To understand the changes, improved analysis of the full climate system, including sea ice, sea surface temperature, Antarctic temperatures, and ocean circulation, as well as non-annular modes of atmospheric circulation such as the Amundsen Sea Low, and the emerging important links of high latitude climate to extra-polar latitudes are needed. These present a greater challenge, with systematic measurements beginning in 1979 with the advent of satellite measurements/observations, and oceanic variables such as temperature and salinity profiles with Argo floats in ~2004.
However, there has not been a concentrated effort to evaluate paleoclimate proxy data in the Southern Hemisphere in combination with older instrumental data and records from ships’ logs to provide best estimates of past climate, nor has there been a significant effort to characterize the non-annular components of historic variability.
The workshop will include atmospheric scientists, oceanographers, and cryosphere specialists and it will bring together expertise in paleoclimate, in historic data, and in the modern instrumental record, from both the polar and extrapolar communities. This will provide an opportunity to connect the recent past with the paleo record and to compare model behavior with historic and proxy data.
The outcome of the workshop will be an updated assessment of the historic instrumental and proxy data available to estimate past climate, and of polar-extra polar linkages. The workshop will provide a forum for exploring possible improvements in estimates of changes at the surface (mainly temperature and sea ice extent), of the SAM, and of the non-annular patterns of large-scale climate variability.
In order to make the workshop as productive as possible, one or two telecons will be held in the months leading up to the workshop in order to identify key variables that we'll want to examine during the workshop.

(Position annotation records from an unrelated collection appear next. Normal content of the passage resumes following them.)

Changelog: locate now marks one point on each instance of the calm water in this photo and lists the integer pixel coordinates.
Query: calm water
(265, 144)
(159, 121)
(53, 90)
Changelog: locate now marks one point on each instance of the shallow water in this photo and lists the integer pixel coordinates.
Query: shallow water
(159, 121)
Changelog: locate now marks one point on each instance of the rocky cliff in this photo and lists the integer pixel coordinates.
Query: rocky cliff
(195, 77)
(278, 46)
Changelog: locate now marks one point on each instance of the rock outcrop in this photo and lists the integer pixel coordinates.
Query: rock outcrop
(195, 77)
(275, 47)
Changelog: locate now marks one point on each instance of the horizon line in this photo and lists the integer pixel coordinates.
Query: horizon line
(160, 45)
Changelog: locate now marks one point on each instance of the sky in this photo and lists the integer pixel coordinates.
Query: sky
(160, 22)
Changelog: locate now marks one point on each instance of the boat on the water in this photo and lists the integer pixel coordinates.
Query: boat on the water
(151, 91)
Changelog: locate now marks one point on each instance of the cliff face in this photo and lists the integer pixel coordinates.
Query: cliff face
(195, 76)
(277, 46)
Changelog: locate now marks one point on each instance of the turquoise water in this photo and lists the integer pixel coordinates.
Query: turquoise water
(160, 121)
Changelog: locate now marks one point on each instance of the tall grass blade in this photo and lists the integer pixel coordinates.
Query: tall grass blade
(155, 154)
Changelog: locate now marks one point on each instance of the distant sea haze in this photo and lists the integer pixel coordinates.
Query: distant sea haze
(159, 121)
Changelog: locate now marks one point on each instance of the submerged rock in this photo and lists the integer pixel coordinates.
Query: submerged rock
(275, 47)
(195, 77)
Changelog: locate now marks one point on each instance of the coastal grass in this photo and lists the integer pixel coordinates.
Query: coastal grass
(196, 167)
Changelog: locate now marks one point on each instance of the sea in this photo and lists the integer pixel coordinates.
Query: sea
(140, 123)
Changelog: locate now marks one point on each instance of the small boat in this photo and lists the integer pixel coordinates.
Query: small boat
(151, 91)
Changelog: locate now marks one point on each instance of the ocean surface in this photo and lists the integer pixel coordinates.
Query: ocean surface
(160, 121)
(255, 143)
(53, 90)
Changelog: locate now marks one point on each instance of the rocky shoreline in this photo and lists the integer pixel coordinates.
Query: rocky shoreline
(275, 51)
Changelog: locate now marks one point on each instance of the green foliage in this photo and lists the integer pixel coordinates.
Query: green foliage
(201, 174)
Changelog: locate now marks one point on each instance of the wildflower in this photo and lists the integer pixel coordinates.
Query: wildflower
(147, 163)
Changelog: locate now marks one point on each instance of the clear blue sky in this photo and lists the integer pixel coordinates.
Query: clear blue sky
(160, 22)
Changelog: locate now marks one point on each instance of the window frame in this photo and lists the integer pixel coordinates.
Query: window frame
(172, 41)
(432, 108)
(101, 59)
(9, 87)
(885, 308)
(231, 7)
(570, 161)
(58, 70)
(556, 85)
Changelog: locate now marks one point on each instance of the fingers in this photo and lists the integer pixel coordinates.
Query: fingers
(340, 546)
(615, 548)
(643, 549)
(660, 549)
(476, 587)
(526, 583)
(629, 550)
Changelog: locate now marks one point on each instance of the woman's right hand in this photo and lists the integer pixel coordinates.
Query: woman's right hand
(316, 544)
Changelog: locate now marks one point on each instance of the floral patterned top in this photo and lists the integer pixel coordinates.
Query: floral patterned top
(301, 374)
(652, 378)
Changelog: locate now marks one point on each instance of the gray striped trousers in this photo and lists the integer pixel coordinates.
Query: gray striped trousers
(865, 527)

A planned outcome of the workshop will be a journal publication presenting our assessment.
A limited number of places are available. Limited support for travel is available for early career scientists and scientists from developing nations, who are especially encouraged to apply.
a) Name, and affiliation
b) Your position (in particular if you are an early career scientist, i.e. PhD student or PhD completion less than 5 years ago).
c) Why would you be interested in participating and/or contributing to the workshop (5 lines max).
d) Would you require funding, or would you be able to participate in the workshop without support for the meeting organization?
All applications will be reviewed, taking into account the potential contribution of each applicant to the workshop and availability of funds, and applicants will be informed of the outcome before October 6.